You have a child with a mixed heritage, help her to be proud of this and to respect people from different heritages. Help her develop a healthy perspecitve on racism. If you keep reinforcing this message, show her positive role models of different ethnic origins and the hopefully the world she inhabits will not just look black and white.

Kewcumber · 25/06/2012 11:41

"Better call someone and inform them that my DP doesn't have a pet name for me, he has a racist name for me!"

yeah because that's what racism is all about, strangers in the street calling my 6 year old by a "pet name" Hmm We love to call him "chinky" when we're having a cuddle before bedtime.

Time for me to leave the thread - when I'm effectively being told to suck up whatever racist names anyone feels like calling my child because their husband calls them "blondie" Hmm And my head is bleeding from banging it on the kitchen table, and I'm having a tooth out later will will hurt more than enough without additional help.

Really there just aren't enough Hmm's in the world for that comment for my requirements.

I really really hope when I was a single white middle class woman without an ethnic minority child that I wasn't quite so lacking in empathy. Please god tell me I wasn't.

LurkingAndLearningForNow · 25/06/2012 11:44

Actually Kew I being sarcastic. My point was getting called Blondie isn't racist IMO.

LurkingAndLearningForNow · 25/06/2012 11:45

But thanks for those lovely comments. You can throw out sarcasm, learn to understand it.

Kewcumber · 25/06/2012 11:53

sorry Lurking - it wasn't at all obvious to me you were being sarcastic. Similar comments have already been made that weren't at all sarcastic and my sarcasm detector is obviously faulty. definitely time to leave then...

LurkingAndLearningForNow · 25/06/2012 11:56

I apologise for snapping, that was extremely inappropriate.

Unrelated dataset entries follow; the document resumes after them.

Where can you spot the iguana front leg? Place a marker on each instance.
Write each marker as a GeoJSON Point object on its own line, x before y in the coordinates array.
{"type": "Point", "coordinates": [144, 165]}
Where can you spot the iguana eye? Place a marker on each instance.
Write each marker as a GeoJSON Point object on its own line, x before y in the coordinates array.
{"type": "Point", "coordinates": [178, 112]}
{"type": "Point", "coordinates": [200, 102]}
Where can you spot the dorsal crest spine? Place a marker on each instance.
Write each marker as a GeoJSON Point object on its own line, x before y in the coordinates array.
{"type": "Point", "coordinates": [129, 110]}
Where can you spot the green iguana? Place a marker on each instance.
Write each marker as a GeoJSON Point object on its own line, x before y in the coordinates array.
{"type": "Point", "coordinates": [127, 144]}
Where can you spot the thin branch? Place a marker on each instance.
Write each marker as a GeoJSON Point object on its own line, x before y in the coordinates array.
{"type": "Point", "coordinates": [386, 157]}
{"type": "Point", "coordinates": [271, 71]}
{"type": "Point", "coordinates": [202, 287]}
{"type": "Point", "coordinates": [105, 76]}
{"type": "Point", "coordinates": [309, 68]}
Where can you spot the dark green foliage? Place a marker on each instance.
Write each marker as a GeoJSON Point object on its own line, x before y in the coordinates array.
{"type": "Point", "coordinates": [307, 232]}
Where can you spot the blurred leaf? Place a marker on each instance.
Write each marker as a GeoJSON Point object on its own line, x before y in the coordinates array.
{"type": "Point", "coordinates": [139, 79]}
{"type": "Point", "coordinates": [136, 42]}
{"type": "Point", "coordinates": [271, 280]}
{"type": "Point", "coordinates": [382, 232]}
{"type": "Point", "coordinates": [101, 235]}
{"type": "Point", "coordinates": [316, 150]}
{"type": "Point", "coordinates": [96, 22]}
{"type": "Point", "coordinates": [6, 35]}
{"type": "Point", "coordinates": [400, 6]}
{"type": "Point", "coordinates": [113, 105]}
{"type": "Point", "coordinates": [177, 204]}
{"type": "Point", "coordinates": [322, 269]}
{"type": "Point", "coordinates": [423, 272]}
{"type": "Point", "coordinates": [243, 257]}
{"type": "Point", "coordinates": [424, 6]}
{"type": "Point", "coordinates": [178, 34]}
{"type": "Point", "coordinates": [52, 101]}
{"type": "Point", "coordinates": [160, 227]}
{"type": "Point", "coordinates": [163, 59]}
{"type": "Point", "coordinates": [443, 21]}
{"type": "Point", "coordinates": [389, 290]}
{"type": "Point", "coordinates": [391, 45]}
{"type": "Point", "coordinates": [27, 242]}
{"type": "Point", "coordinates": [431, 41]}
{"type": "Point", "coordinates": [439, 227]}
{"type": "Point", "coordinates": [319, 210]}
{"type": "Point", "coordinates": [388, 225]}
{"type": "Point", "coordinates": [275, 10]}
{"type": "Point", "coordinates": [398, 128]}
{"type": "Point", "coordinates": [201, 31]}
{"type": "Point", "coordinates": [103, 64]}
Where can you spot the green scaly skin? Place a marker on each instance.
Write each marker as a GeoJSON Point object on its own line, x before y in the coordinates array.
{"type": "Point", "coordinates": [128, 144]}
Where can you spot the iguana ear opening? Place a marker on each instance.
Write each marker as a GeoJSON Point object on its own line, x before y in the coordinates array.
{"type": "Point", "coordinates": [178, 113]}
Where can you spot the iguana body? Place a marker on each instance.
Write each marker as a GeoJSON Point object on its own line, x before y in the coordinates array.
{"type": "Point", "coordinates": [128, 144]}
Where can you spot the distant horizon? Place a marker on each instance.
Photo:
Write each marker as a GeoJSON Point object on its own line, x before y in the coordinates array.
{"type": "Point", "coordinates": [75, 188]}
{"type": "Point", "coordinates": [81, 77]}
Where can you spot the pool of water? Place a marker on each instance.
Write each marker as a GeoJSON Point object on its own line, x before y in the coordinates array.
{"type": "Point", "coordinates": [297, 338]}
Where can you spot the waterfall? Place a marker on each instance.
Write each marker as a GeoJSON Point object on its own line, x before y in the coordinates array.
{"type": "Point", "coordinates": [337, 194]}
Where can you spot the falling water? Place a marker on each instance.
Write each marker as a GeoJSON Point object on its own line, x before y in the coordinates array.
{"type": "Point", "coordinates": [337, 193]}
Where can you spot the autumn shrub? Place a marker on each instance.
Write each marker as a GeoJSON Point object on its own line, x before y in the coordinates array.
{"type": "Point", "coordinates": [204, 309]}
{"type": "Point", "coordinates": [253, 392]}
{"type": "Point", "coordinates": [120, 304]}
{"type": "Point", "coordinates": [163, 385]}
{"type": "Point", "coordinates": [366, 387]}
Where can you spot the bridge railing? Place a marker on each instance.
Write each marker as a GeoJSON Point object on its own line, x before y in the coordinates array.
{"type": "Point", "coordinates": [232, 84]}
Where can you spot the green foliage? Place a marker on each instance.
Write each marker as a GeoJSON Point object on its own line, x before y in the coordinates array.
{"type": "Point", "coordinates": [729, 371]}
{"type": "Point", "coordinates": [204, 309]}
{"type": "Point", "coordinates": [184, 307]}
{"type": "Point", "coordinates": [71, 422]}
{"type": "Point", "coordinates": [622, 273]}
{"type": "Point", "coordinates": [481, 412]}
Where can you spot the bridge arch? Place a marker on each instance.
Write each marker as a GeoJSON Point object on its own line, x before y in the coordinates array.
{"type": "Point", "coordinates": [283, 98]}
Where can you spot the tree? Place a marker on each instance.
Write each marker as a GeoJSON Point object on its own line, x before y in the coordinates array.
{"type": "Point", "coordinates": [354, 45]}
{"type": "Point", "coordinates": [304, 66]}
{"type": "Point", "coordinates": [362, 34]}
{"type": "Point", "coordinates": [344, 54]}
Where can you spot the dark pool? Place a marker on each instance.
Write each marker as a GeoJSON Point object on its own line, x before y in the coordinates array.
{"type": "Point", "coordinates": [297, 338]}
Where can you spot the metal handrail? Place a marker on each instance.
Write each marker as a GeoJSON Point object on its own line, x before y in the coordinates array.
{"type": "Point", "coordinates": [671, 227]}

FWIW I think everything you have said here has been really insightful. My best friend (we've known each other since we were four) is half Filipino, she's had to deal with everything from teachers asking her if she speaks Chinese to kids screaming out 'Haha chinky chose BANANA ice cream!' Angry

I live in a rural white town with three Asian families, so trust me the whole 'whites get picked on too!!' thing has always confused me.